O Tribunal de Contas dos Municípios do Estado do Pará (TCM-PA), em sessão ordinária presidida pelo conselheiro Daniel Lavareda, nesta terça-feira (02/05), homologou  medida cautelar emitida monocraticamente pelo conselheiro Aloísio Chaves, determinando a suspensão dos processos licitatórios Tomada de Preços nº 05, 06, 07, 08, 09, 10 e 11/2017 e Pregão Eletrônico referente aos processos de números 25, 26, 27, 28, 29, 30, 31, 32 e 33/2017 da Prefeitura Municipal de Tomé Açu, por estarem irregulares.

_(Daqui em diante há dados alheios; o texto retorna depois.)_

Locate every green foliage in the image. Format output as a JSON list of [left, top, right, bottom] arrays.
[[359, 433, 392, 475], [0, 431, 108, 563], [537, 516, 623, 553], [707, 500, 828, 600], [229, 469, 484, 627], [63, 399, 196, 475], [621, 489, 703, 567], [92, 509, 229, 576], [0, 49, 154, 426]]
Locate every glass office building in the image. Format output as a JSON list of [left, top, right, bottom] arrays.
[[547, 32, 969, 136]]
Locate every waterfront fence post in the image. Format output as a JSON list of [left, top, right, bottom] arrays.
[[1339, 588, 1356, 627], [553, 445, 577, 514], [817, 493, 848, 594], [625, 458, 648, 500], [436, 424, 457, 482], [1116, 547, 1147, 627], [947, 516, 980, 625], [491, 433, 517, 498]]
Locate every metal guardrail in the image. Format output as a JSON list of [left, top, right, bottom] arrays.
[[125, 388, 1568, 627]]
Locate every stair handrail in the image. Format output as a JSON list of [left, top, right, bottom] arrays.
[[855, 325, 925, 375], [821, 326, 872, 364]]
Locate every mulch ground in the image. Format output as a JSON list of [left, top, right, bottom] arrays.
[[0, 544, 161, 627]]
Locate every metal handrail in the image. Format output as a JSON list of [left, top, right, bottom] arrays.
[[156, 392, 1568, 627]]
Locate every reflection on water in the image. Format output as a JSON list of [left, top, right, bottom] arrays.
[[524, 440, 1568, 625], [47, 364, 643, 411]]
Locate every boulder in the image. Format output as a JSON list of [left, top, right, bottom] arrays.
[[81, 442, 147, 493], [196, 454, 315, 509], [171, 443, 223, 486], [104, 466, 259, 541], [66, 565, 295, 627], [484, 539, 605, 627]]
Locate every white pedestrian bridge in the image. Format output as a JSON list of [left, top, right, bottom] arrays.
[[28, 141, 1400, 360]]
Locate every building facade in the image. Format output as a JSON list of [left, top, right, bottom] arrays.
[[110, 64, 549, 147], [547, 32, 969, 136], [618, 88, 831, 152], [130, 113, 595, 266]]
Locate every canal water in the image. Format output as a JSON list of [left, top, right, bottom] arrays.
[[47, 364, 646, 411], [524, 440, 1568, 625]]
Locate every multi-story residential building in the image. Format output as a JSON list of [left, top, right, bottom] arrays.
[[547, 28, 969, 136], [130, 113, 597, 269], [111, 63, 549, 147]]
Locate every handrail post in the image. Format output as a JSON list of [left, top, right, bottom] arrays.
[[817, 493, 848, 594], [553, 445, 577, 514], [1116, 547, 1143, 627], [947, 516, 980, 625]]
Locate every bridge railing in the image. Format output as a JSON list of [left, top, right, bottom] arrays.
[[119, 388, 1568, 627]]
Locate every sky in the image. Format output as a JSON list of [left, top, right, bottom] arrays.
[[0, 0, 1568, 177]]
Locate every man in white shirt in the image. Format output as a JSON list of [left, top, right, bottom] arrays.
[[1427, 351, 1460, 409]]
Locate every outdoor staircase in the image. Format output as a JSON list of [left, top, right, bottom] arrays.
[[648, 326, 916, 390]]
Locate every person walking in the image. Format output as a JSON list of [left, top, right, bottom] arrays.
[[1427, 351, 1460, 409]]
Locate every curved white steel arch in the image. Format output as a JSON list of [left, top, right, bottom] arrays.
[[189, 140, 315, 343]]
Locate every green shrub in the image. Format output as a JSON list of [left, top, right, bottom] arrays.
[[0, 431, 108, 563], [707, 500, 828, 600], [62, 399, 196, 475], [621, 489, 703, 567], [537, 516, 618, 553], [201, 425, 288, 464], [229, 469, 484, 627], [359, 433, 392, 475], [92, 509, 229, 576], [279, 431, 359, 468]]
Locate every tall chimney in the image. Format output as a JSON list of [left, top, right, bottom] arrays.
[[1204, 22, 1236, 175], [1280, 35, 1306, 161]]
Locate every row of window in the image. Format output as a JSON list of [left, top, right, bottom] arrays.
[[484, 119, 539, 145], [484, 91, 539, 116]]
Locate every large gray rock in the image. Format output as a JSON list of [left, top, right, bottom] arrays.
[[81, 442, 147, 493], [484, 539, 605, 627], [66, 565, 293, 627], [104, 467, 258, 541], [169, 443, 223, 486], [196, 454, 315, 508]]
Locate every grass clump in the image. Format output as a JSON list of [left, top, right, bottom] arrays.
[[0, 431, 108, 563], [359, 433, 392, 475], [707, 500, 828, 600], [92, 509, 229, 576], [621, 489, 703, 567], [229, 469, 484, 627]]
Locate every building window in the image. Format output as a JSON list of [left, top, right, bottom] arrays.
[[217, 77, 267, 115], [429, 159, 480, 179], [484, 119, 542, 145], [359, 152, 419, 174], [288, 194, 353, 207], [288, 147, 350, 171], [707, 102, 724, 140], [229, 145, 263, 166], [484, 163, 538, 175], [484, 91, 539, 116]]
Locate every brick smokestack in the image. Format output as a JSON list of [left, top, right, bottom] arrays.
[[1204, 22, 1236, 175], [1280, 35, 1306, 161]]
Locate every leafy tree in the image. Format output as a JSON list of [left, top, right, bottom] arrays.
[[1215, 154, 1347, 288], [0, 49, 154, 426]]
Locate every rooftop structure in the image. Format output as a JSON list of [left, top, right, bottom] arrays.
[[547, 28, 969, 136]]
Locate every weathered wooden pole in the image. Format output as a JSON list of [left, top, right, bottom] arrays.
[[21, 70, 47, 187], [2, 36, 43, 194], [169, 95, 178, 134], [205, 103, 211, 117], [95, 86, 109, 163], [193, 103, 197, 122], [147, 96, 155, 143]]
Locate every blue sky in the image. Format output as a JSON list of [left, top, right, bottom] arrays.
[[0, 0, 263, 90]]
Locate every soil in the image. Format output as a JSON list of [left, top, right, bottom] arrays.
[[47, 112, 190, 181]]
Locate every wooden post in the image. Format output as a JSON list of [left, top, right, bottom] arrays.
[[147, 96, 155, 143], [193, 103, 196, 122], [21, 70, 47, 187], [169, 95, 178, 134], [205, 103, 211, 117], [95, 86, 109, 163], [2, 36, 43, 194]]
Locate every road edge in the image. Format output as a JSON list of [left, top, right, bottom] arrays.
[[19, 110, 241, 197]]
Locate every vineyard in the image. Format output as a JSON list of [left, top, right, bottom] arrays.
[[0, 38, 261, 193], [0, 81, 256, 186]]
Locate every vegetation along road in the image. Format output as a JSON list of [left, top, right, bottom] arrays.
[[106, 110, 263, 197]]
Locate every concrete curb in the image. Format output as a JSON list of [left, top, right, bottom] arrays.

Só as Tomadas de Preços nº 05 e nº 06 totalizam R$ 1.233.475,19.

A decisão foi baseada no resultado de verificação feita pela 6ª Controladoria, a partir de denúncia de supostas irregularidades, protocolada no Tribunal pela empresa Lottus Comércio de Mercadorias Eirelli – EPP, referentes a publicações de editais no Diário Oficial da União (DOU) pela Prefeitura de Tomé Açu, tendo como responsável a prefeita interina, Aurenice Corrêa Ribeiro.

Para corrigir as irregularidades constatadas, o plenário do TCM determinou que a Prefeitura de Tomé Açu realize a publicação dos respectivos editais, com nova data para sessão de abertura e julgamento, obedecendo rigorosamente os termos do art. 17 do Decreto nº 5.450/2005, e apresente ampla pesquisa de preços, via Mural de Licitações, com a devida descrição dos itens, visando o registro dos preços das ofertas vencedoras, com balizamento dos preços praticados no âmbito dos órgãos e entidades da administração pública, valendo-se de banco de dados oficiais e/ou sites especializados, nos termos previstos pela Lei Federal nº 8.666/1993.

PRINCÍPIOS CONSTITUCIONAIS

O Tribunal determinou também que a Prefeitura de Tomé Açu publique os referidos editais em jornal de grande circulação no Estado e observe, rigorosamente, o disposto na Constituição Federal (art. 37, caput) e na Lei Federal nº 8.666, em obediência aos princípios constitucionais da publicidade, igualdade, isonomia e impessoalidade, de modo a impedir restrições à competitividade.

A Prefeitura de Tomé Açu terá de observar o correto enquadramento da modalidade licitatória, de acordo com o valor estimado para a contratação e respeitar os prazos mínimos para a apresentação das propostas, além de fazer constar a aprovação da minuta do edital por assessoria jurídica da administração.

Ficou fixado o prazo de 5 dias, a contar da comunicação da decisão, para que os representados adotem providências de lançamento da suspensão da execução do contrato, no Mural de Licitações. Citada, a prefeita interina Aurenice Ribeiro terá prazo de 10 dias para, querendo, apresentar esclarecimentos em relação à medida cautelar.  Caso não atenda as determinações constantes da cautelar, foi fixada multa diária de R$ 1 mil, até o limite de R$ 50 mil.